The two-strike rule. If an agent has already made two failed fix attempts on the same problem, the third attempt must begin with an audit of the previous PRs. The agent has to explain what each prior fix assumed and why the assumption was wrong before it proposes a new fix. This prevents the patch-accumulation loop that produced PRs #146 through #158.

The serialization checklist. If a bug involves serialization or deserialization—content crossing a format boundary—the code review now asks three questions:

  • Is the round-trip lossless?
  • Do all consumers of the format produce equivalent output?
  • Is the intermediate format even necessary?

Those three questions would have caught this bug at PR #144. They are simple, but they target the exact blind spot that agents have: they will improve a bridge indefinitely without asking whether the bridge should exist.

Constraint-driven prompts for system bugs. When a bug touches more than one layer of the system, the prompt now includes an explicit list of banned approaches derived from prior failures. Not "best practices" in the abstract—specific things this codebase has already tried that did not work. The agent needs to know what the search space does not include.

Invariants outrank backward compatibility. This is the lesson from the design spec. A spec can describe the right architecture and still leave room for an agent to build a bridge to the old one if it also requires backward compatibility. When both are present, the spec now states which constraint wins. "The new rendering path is the canonical path. Legacy format support is a migration concern, not an architectural peer."

What AI agents actually get wrong

The agent was not failing because it could not write code. Every PR compiled, passed tests, and improved something locally. The serializer got more faithful. The CSS got tighter. The module boundaries got cleaner. If you looked at any individual diff, you would approve it.

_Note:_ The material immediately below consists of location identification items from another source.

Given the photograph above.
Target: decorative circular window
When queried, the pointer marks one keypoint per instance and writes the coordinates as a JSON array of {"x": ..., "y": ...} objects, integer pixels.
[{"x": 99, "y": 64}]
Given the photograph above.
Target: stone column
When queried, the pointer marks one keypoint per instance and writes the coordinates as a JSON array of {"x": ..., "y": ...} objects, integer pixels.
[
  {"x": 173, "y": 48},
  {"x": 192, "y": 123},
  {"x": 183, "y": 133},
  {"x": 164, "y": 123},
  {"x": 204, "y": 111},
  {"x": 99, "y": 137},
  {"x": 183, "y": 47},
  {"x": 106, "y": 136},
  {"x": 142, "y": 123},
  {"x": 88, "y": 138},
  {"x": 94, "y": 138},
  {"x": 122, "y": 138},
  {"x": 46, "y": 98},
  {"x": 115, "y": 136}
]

The agent was failing because it did not, on its own, promote a repeated local failure into a structural question. It received the same class of bug report four times. It received code review feedback identifying round-trip safety failures three times. It received automated hook interventions flagging data consistency problems twice. At no point did it step back and say: the problem is not that the serializer is slightly wrong. The problem is that the serializer exists.

The moment the work was reframed around the invariant instead of the symptom, the fix became straightforward.

That is the gap teams need to close as they hand more of their codebase to agents. Not better models. Better supervision. The question is not whether your agent can write a regex. The question is whether your process tells the agent when to stop writing regexes and start questioning the architecture.